February 23, 2006

Slidin' With Sly

Print More

Hot! Hot! Hot! This is the only way to describe the new album that pays tribute to Sly and the Family Stone Originally started by a radio personality, Sylvester Stewart had the vision to create music which spoke of the racial injustices prevalent in the sixties and seventies. Sly’s recruitment of musicians including Cynthia Robinson, Jerry Martini, Rosie Stone, Freddie Stone, Greg Errico, and Larry Graham not only marked the first time that black and white musicians came together to form a group, but it also mixed the popular genre’s of rock, R&B, and funk. Sly and the Family Stone used music to unify blacks with whites, males with females. Loved by every social strata, the group wrote socially conscious songs such as “Don’t Call me Nigger, Whitey” and “Hot Fun in the Summertime”, which highlighted the racial tensions of the hottest season.
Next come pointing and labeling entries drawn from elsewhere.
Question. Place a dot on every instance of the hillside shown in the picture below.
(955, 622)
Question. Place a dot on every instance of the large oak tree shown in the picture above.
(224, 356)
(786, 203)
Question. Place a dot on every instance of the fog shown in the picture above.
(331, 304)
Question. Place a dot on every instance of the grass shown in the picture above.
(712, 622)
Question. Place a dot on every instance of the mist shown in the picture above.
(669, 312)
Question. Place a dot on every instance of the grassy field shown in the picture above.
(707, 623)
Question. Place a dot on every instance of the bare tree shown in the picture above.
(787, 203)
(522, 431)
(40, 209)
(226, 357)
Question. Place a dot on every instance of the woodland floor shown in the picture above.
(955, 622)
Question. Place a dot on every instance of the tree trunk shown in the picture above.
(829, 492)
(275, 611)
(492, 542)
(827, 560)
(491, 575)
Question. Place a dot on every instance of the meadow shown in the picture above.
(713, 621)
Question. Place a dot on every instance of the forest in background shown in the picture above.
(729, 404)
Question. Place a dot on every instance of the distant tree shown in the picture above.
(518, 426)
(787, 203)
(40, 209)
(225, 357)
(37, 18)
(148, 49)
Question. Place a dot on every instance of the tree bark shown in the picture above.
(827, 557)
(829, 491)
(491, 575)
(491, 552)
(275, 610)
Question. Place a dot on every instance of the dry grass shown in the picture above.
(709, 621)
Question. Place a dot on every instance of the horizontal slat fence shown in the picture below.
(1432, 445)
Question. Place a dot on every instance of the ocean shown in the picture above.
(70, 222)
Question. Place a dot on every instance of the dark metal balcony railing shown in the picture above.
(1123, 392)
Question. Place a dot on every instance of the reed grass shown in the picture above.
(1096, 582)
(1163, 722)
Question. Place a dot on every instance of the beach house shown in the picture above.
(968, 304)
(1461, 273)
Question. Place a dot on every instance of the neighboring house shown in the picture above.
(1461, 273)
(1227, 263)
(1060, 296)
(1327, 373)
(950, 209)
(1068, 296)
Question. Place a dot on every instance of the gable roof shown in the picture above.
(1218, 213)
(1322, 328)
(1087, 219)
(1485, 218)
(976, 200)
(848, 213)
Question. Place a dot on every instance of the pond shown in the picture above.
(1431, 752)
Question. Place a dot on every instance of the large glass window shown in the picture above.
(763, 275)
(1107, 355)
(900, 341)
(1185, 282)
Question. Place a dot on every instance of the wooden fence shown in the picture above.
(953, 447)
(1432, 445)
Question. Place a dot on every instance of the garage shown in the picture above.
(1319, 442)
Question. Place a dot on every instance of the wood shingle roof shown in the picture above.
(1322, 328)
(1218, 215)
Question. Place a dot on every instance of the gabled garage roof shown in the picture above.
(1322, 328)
Different Strokes By Different Folks recreates the same magic of the sixties while altering the beat to suit more contemporary genres. This album serves the dual task of providing hot beats to dance to as well as spiritual uplift with its lyrics. The new version of the Family Stone includes such popular artists as The Roots, John Legend, John Mayer, and Janet Jackson and is nothing short of a family affair. Just like in the sixties, listeners are showered with eclectic genres of music. The connection between the sixties and today which gives me the reassurance that music never changes, it just evolves. I’m not sure if it’s the combination of musical all-stars, the beats, or the inspirational lyrics but the album is a must.

My favorite tracks include “Dance To The Music,” “Everday People” and “Star,” particularly because they include the lovable beats of today’s hip-hop without the degrading lyrics that pervade most rap songs. All of the lyrics translate into messages of love, constraints, family, or just having fun. Different Strokes uses music as a tool to emphasize the social upheavals around the world, for example: “There is a yellow one that won’t accept the black one that won’t accept the red one that won’t accept the white one.” the music uses the phrase “different strokes by different folks” to stress the need for diversity. Its combinations of the old and the new gives it a unique flavor you won’t find anywhere else.